Third Place: Food Assistance and the Economy: A Data Visualization
September 2011-February 2012
Parke Wilde, Associate Professor, Friedman School of Nutrition Science and Policy
Jonelle Lonergan, Distance Learning Coordinator, Friedman School of Nutrition Science and Policy
The Supplemental Nutrition Assistance Program (SNAP), formerly known as the Food Stamp Program is the nation’s largest food assistance program and an important part of the social safety net more generally. Because SNAP is a mandatory or entitlement federal program, the caseload and program cost can fluctuate from year to year in response to economic conditions, sometimes surprising and even distressing legislators and administrators. Caseload trends are closely scrutinized, and there is high-level interest in understanding factors that influence program participation.

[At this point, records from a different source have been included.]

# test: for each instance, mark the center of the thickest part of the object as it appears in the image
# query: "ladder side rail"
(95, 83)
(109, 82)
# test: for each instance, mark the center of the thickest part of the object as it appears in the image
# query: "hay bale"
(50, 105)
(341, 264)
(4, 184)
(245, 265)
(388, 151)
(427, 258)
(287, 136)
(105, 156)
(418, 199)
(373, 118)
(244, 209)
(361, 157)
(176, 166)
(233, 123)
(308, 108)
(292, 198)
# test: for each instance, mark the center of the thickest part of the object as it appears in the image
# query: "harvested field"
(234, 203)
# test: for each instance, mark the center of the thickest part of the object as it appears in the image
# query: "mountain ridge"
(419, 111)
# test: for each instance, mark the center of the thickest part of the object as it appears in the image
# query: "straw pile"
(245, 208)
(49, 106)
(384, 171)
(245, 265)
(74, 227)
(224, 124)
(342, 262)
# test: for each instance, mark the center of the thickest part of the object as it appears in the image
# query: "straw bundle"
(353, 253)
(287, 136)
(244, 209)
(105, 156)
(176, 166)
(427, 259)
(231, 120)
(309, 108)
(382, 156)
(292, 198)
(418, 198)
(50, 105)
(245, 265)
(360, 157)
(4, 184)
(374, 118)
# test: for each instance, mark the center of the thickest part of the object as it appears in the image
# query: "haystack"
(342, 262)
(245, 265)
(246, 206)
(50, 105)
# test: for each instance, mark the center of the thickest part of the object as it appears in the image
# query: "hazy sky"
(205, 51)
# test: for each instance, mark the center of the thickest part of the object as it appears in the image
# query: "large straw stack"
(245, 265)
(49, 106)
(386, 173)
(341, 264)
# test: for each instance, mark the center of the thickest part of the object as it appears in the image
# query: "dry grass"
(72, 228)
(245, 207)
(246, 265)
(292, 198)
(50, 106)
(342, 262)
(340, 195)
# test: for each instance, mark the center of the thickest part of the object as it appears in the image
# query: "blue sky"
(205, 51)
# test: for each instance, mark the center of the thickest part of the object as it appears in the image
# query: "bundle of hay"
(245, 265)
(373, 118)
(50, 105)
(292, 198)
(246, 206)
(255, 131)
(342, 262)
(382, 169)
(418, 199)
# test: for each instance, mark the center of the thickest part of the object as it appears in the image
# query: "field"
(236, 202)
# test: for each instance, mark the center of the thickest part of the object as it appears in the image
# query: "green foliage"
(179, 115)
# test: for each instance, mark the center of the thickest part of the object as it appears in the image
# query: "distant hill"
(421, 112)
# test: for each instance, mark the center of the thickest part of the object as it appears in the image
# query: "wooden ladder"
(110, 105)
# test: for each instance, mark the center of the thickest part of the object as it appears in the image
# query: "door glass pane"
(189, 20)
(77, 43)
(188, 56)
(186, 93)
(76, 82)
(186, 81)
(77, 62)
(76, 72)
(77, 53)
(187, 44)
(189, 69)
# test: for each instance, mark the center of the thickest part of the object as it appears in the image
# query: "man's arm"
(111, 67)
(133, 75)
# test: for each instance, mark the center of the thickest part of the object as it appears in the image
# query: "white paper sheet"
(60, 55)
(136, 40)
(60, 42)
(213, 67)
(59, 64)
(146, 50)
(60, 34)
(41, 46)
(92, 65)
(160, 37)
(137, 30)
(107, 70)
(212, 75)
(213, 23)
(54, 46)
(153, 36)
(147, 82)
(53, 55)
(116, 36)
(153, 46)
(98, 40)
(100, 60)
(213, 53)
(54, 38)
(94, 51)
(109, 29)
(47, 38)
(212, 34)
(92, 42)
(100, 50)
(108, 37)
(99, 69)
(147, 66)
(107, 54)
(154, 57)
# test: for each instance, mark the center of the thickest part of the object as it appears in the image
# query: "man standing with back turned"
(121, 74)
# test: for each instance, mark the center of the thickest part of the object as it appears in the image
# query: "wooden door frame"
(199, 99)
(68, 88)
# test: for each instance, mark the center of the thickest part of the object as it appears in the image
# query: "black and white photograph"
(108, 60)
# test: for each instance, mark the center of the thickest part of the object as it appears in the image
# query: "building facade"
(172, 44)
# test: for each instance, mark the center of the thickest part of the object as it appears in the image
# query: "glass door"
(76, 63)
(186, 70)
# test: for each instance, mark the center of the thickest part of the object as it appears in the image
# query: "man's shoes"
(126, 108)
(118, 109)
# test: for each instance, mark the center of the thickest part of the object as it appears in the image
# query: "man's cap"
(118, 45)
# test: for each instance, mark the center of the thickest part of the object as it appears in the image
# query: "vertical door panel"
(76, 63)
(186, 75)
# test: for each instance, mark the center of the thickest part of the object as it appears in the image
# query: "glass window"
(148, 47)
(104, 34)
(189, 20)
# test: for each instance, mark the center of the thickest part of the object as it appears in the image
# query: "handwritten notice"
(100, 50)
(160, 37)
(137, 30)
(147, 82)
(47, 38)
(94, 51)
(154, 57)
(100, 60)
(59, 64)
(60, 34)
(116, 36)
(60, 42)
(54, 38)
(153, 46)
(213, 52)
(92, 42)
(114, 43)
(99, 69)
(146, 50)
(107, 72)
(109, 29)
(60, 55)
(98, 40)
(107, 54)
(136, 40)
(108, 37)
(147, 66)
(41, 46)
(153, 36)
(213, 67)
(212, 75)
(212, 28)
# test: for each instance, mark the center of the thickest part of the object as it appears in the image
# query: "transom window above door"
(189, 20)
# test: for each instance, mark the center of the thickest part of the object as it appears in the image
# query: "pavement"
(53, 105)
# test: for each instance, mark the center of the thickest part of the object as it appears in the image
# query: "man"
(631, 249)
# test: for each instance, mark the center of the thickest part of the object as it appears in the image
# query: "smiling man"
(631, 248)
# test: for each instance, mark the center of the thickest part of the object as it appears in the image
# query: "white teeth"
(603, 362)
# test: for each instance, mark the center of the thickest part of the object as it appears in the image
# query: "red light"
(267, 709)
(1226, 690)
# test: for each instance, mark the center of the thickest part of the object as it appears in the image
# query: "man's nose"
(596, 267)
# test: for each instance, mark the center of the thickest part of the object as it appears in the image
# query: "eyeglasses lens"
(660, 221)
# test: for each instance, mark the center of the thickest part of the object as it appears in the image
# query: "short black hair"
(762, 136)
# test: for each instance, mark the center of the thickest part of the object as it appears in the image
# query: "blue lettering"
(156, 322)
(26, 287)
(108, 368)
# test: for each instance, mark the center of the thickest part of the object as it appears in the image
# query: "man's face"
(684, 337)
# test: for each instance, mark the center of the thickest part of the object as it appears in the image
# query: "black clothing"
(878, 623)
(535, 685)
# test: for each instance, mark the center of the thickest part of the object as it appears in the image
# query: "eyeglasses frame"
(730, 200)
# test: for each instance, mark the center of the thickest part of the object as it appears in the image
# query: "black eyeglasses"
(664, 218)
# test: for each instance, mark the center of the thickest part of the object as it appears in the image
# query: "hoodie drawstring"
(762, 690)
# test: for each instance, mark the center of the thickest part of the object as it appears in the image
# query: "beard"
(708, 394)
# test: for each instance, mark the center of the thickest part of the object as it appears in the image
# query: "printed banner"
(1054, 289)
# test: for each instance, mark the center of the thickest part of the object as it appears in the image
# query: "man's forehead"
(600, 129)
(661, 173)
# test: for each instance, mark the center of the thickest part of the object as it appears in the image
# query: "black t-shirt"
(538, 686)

Research has shown that economic conditions and policy changes are both important determinants of SNAP participation levels. Researchers use state-level data to investigate how the caseload responds to economic and policy variables that change over time and differ across states. Traditional graphical illustrations of such data are either time series or cross-sectional:
- Time series illustrations. When the unemployment rate rises during recessions, workers lose earnings and more families become eligible for SNAP benefits. During economic recovery, the SNAP caseload falls back down again.

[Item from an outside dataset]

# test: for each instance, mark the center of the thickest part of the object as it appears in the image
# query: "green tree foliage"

- Cross-sectional illustrations. At a single point in time, states with higher unemployment rates tend to have a higher percentage of the population participating in SNAP.
This data visualization improves on these traditional static illustrations by showing SNAP participation dynamics, both over time and across states. The data come from USDA’s Food and Nutrition Service, and the visualization engine was developed by Hans Rosling and released as a Google gadget. The online dynamic bubble plot allows the reader to put the data into motion. The reader may select states of interest and press “play” to view the ebb and flow of SNAP participation during recessions and economic expansions. This approach illuminates the real data underlying econometric analyses of caseload changes, it better illustrates how economic conditions influence the caseload, and it shows the diversity of economic conditions and food assistance participation outcomes across the United States.